2017 und 2018 gewann Michael Schmid jeweils die EM-Goldmedaille im Leichtgewichtseiner, krönte so seine erfolgreiche Leichtgewichtskarriere und startet neu in der offenen Gewichtsklasse. SWISS ROWING steht nun vor der neuen Ausgangslage, dass es gleich mehrere Bewerber für den EM-Startplatz im Leichtgewichtseiner gibt. Es sind dies drei junge Zentralschweizer: Matthias Fernandez (22, See-Club Zug), Julian Müller (23, Seeclub Luzern) sowie Jan Schäuble (19, Seeclub Stansstad).
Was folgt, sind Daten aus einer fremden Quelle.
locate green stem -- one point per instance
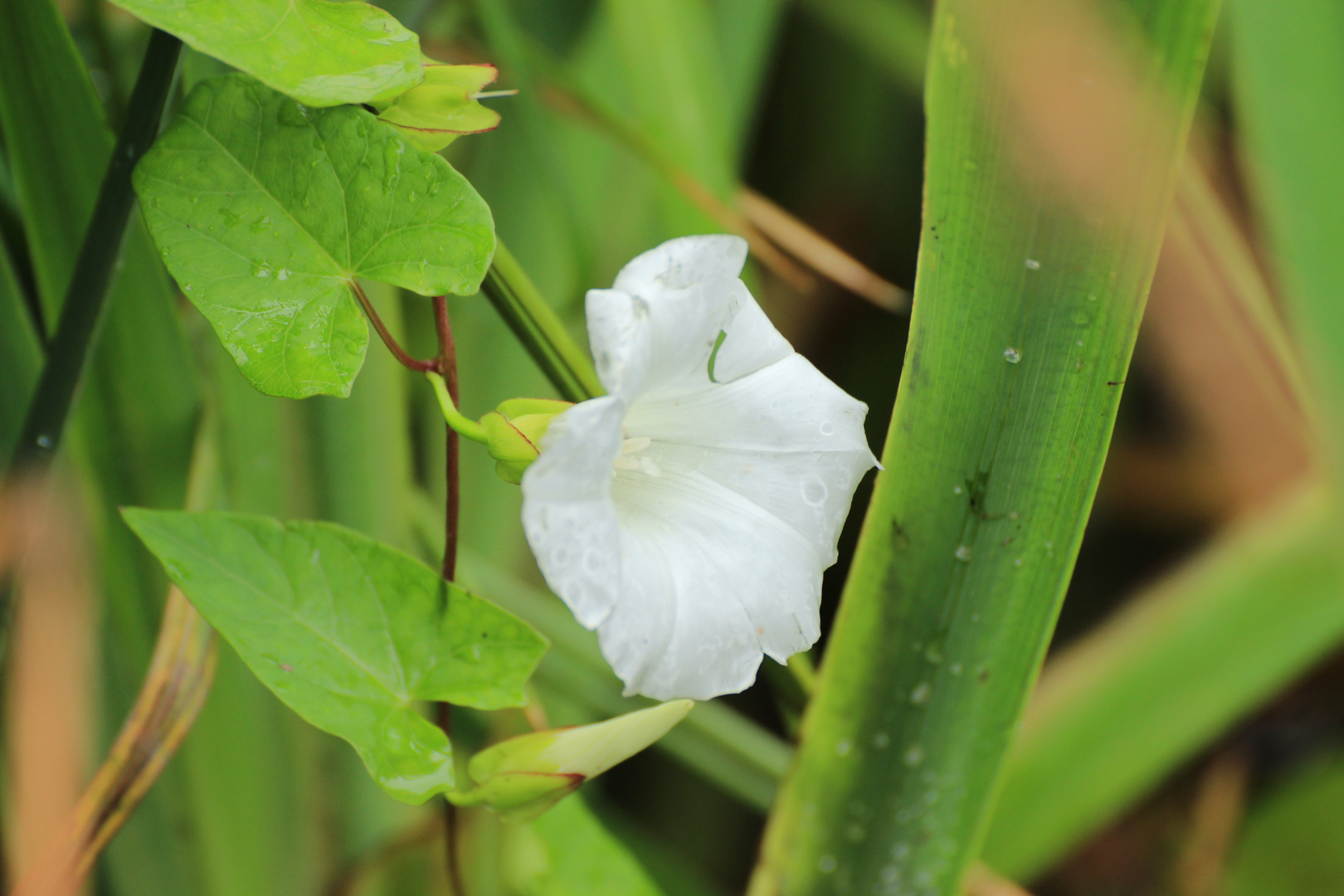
(538, 327)
(461, 425)
(69, 349)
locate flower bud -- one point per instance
(444, 106)
(514, 433)
(523, 777)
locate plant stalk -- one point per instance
(67, 353)
(446, 363)
(538, 327)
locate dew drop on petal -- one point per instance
(813, 490)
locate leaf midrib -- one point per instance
(402, 699)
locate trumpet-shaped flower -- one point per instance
(689, 514)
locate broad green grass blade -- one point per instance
(1035, 262)
(34, 43)
(21, 356)
(1124, 707)
(1289, 93)
(1291, 843)
(318, 51)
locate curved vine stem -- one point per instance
(446, 364)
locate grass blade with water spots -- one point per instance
(1036, 256)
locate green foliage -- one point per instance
(1291, 843)
(1147, 692)
(265, 212)
(1289, 77)
(348, 633)
(1030, 292)
(319, 51)
(567, 852)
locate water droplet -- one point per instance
(813, 490)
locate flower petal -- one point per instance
(788, 406)
(683, 262)
(567, 512)
(709, 582)
(621, 340)
(810, 492)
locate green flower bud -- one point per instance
(523, 777)
(444, 106)
(514, 433)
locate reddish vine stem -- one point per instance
(398, 353)
(446, 367)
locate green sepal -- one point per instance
(442, 108)
(523, 777)
(514, 433)
(520, 796)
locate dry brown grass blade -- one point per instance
(1215, 817)
(1226, 353)
(821, 254)
(984, 881)
(175, 688)
(50, 712)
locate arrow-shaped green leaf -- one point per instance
(318, 51)
(350, 633)
(265, 212)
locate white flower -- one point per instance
(689, 514)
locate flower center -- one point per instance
(626, 460)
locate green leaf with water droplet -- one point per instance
(265, 212)
(318, 51)
(348, 631)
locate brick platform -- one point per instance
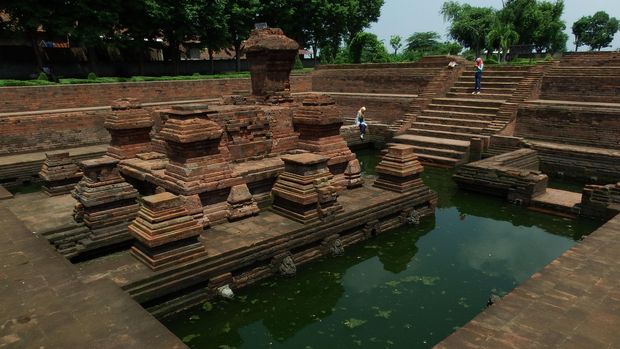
(574, 302)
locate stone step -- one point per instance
(460, 136)
(464, 109)
(486, 84)
(454, 121)
(483, 94)
(468, 101)
(439, 161)
(493, 72)
(433, 142)
(469, 89)
(440, 152)
(511, 79)
(457, 115)
(448, 128)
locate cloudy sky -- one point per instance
(405, 17)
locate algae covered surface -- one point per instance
(408, 288)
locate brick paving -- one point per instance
(574, 302)
(44, 305)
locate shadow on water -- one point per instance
(408, 288)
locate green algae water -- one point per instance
(408, 288)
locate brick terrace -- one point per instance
(574, 302)
(44, 304)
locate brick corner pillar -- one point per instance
(318, 122)
(399, 170)
(305, 192)
(129, 126)
(271, 56)
(165, 233)
(59, 173)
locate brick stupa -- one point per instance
(399, 170)
(165, 232)
(271, 56)
(59, 174)
(304, 192)
(129, 126)
(192, 141)
(318, 123)
(106, 203)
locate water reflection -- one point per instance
(407, 288)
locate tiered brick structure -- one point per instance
(196, 164)
(304, 192)
(399, 170)
(59, 174)
(165, 232)
(514, 175)
(271, 56)
(241, 202)
(600, 201)
(129, 126)
(318, 123)
(106, 203)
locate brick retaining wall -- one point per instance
(579, 124)
(31, 98)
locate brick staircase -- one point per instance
(442, 132)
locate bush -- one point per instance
(298, 65)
Um den Startplatz zu besetzen, hat SRV-Headcoach Edouard Blanc für die drei Leichtgewichte ein Selektionsrennen an der Internationalen Wedau-Regatta in Duisburg anberaumt.

Start-Chancen für das U23-Kader

In Duisburg wird neben dem Elite-Team von SWISS ROWING auch das U23-Kader am Start sein. Auch wenn es für die U23-Projektboote primär um Leistungsnachweise hinsichtlich einer Selektion für die U23-WM in Sarasota (USA) geht, winkt allenfalls für einzelne Boote eine Selektion für die Heim-EM auf dem Rotsee. «Wir haben mit zwei Ruderinnen und vier Ruderern in diesem Winter eine Gruppe in der Spitzensport-RS gehabt, die gut trainiert hat und den Schritt in die Elite-Kategorie machen will», signalisiert SRV-Direktor Christian Stofer die Bereitschaft von SWISS ROWING, an der EM auch Nachwuchsteams aus dem U23-Kader an den Start zu schicken.  

Weltmeisterschaft in Linz-Ottensheim wird zum Saisonhöhepunkt und olympischen Prüfstein

Das ruderische Saison-Highlight wird die WM vom 25. August bis 1. September 2019 auf einem Seitenarm der Donau in Linz-Ottensheim sein. Im vorolympischen Jahr ist die Weltmeisterschaft traditionellerweise sehr stark besetzt, da ein grosser Teil der olympischen Quotenplätze vergeben wird. Es ist zu erwarten, dass alle Nationen ihre Saisonplanung auf die Weltmeisterschaft ausrichten, um sich frühzeitig Startplätze für die olympische Ruder-Regatta in Tokio 2020 zu sichern. SWISS ROWING wird auf Basis der Resultate an den Europameisterschaften und den Weltcup-Regatten das Team für die WM in der oberösterreichischen Metropole bilden, um in möglichst vielen olympischen Disziplinen an den Start zu gehen.